La raison de la réticence de Foxman à abandonner Hagee a peut-être été résumée
dans une lettre du pasteur publiée sur le site Web de l'ADL, dans laquelle Hagee
souligne : "J'ai consacré une grande partie de ma vie d'adulte à combattre
l'antisémitisme et à soutenir l'État d'Israël."

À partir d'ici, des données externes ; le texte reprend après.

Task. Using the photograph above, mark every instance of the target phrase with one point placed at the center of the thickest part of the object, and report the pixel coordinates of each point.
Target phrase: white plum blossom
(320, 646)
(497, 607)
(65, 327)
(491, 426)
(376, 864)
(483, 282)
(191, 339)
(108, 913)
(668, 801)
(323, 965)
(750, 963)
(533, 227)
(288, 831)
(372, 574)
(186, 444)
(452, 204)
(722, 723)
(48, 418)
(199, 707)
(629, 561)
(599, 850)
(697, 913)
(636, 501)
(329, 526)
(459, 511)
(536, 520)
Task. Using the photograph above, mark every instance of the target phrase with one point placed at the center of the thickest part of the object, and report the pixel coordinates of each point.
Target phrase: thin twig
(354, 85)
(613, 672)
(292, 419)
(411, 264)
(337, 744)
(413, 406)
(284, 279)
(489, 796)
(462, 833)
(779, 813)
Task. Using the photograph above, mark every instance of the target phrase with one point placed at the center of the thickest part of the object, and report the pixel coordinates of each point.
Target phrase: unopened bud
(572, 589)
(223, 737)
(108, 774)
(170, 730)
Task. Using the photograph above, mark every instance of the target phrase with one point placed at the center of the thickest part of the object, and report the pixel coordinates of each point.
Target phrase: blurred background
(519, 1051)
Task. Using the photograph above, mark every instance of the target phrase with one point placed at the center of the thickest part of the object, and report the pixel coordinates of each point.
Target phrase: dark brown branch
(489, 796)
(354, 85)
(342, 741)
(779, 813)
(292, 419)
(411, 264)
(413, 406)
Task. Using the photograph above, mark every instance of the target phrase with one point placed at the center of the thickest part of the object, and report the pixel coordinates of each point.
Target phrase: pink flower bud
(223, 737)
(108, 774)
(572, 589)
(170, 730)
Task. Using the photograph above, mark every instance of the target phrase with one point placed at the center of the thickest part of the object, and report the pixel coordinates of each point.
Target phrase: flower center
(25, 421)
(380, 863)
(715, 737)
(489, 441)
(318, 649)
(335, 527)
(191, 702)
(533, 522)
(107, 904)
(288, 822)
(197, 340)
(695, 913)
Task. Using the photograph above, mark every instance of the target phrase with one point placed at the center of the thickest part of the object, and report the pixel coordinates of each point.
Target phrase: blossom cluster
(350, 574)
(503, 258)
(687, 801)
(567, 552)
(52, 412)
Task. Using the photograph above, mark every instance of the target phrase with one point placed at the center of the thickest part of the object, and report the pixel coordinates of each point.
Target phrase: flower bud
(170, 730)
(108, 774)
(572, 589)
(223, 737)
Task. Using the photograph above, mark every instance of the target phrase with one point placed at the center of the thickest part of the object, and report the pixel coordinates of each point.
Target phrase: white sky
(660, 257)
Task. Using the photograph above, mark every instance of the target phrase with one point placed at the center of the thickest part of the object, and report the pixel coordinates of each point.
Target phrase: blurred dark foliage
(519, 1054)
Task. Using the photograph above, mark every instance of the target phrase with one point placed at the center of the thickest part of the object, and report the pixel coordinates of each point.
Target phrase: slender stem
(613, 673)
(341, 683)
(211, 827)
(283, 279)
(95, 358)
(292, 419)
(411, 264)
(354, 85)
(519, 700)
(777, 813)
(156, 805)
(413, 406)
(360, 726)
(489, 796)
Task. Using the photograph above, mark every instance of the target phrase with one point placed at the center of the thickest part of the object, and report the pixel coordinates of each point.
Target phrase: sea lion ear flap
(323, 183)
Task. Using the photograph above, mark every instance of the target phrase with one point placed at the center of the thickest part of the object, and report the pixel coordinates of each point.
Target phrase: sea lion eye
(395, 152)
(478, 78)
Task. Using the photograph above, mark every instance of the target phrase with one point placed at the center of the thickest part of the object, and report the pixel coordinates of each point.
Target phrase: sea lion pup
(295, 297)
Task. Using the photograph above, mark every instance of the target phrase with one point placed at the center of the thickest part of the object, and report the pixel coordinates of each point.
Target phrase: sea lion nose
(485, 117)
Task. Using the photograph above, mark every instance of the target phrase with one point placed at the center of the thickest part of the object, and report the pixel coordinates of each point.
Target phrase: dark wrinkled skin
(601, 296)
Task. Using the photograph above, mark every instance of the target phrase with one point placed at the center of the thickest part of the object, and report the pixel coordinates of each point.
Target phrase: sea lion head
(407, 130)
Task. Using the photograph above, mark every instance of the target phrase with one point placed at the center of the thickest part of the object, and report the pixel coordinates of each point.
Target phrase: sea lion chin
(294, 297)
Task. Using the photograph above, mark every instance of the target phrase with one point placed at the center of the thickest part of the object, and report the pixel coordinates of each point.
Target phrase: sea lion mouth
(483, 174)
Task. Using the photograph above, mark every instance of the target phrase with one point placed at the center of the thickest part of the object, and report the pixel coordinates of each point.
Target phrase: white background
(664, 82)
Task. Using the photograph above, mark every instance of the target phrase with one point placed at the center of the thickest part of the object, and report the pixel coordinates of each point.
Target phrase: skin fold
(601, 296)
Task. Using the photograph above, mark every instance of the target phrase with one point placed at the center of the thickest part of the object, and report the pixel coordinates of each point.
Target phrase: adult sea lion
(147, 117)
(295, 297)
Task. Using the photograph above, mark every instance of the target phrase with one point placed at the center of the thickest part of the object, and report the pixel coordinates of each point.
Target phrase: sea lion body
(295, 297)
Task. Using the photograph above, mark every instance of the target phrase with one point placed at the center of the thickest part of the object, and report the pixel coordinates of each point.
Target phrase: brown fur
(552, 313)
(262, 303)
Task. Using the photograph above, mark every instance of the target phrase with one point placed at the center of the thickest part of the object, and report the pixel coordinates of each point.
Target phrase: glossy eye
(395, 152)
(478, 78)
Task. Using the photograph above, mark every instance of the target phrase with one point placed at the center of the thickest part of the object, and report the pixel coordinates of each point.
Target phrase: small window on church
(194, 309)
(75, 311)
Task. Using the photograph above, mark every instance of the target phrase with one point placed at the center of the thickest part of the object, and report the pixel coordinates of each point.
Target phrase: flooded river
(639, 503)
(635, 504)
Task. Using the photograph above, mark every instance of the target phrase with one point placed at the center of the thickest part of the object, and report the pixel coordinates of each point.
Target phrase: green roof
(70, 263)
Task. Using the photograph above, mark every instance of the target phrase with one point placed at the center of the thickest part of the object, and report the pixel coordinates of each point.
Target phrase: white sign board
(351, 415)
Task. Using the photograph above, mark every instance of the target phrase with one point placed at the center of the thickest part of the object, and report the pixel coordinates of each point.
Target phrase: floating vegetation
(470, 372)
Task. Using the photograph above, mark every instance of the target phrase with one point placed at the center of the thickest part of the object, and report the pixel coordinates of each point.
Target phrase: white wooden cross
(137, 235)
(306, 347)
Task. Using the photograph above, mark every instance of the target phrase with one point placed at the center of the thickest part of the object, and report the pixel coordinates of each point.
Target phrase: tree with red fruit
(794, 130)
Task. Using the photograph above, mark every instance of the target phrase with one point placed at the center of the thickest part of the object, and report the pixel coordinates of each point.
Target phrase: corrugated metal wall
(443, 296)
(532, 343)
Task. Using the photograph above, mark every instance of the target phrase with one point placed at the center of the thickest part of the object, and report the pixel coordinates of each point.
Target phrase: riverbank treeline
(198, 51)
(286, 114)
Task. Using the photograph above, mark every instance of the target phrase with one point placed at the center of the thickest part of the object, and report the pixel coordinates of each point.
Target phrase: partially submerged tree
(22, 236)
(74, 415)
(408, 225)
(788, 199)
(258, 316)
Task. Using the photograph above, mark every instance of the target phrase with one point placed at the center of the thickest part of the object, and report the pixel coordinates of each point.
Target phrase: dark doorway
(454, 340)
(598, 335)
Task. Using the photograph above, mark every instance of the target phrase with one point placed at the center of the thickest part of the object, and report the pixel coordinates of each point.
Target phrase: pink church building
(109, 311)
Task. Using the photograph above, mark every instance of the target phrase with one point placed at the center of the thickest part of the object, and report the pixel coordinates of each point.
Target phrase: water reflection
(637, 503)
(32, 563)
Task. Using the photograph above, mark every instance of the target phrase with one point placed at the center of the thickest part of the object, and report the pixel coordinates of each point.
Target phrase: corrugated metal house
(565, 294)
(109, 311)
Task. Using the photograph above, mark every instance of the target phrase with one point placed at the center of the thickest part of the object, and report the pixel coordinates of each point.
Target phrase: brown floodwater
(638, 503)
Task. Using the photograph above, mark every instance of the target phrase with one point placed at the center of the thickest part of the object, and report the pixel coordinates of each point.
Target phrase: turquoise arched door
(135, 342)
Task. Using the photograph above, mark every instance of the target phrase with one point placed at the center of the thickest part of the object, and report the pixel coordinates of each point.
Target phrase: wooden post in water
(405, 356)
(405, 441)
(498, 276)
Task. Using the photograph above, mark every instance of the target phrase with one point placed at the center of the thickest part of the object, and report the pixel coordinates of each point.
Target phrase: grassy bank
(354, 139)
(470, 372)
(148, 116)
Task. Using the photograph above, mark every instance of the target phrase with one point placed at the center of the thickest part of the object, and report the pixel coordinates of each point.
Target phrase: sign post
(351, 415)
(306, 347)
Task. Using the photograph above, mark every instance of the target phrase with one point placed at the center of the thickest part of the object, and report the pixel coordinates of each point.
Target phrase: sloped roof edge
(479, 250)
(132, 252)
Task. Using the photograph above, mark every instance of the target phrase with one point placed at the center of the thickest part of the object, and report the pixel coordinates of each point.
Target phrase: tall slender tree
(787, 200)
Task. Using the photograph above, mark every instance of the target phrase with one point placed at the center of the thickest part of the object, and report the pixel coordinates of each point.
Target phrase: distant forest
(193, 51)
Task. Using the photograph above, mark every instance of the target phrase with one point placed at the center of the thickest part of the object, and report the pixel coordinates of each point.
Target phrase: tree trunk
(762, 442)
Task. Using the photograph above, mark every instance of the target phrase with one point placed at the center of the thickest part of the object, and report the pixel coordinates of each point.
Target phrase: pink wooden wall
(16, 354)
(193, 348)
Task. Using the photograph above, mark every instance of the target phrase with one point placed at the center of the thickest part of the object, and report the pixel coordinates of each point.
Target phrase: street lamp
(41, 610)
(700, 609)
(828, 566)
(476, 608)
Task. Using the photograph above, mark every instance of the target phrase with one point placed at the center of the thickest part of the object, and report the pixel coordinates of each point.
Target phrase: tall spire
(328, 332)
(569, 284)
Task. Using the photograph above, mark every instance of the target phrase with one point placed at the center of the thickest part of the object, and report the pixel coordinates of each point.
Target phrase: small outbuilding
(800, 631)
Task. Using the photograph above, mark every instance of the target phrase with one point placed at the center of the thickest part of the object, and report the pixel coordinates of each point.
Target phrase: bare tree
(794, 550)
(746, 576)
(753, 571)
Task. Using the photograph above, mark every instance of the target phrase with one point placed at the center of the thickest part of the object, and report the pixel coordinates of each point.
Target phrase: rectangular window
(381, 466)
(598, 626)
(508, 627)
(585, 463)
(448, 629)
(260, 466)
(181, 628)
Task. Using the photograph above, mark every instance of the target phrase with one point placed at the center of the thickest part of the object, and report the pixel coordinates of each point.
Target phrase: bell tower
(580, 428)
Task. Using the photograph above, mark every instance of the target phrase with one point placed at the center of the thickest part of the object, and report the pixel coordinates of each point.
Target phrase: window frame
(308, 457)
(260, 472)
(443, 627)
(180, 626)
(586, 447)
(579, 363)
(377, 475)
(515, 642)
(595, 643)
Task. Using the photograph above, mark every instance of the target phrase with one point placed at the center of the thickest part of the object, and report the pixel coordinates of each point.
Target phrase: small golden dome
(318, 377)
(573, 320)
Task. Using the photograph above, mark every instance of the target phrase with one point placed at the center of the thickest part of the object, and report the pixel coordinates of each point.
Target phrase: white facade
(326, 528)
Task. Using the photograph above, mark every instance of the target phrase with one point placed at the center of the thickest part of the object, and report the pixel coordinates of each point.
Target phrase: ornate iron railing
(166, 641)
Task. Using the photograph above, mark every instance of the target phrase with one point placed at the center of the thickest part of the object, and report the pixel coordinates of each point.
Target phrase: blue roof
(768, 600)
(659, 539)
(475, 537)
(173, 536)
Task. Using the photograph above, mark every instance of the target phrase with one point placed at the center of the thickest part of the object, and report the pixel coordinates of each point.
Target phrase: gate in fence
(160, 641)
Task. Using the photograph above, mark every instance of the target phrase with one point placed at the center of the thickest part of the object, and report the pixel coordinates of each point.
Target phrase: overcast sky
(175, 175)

Le soutien de Hagee à l'État juif—il dirige également l'influente organisation
'Christians United for Israel' (Chrétiens Unis pour Israël) et a été l'un des
principaux orateurs de la conférence du Comité aux Affaires Publiques
Américano-Israélienne (AIPAC) l'année dernière—a rapporté à Israël des millions,
voire des milliards de dollars provenant du tourisme évangélique, et a apporté
un soutien politique à une politique pro-israélienne forte à Washington. Aussi
important qu'il ait été pour Israël, ce soutien a toujours été accompagné d'un
astérisque : l'affection de Hagee pour Israël découle de sa conviction que pour
que la seconde venue du Christ ait lieu, les Juifs doivent retourner en Israël
et reconstruire le Temple détruit par les Romains. Le piège de cette croyance
est qu'une fois la Fin des Temps arrivée, les juifs pratiquants seront tués au
cours d'une période appelée la Tribulation ; seuls ceux qui se convertiront au
christianisme survivront.
Interrogé sur cette théologie dans une interview en 2006 avec Terry Gross de
NPR, Hagee a déclaré que les juifs ne seront pas "enlevés" et feront face à la
Tribulation, bien qu'il ait dit qu'un nombre indéterminé de survivants
accepteraient Jésus en tant que Messie et obtiendraient ainsi la vie éternelle.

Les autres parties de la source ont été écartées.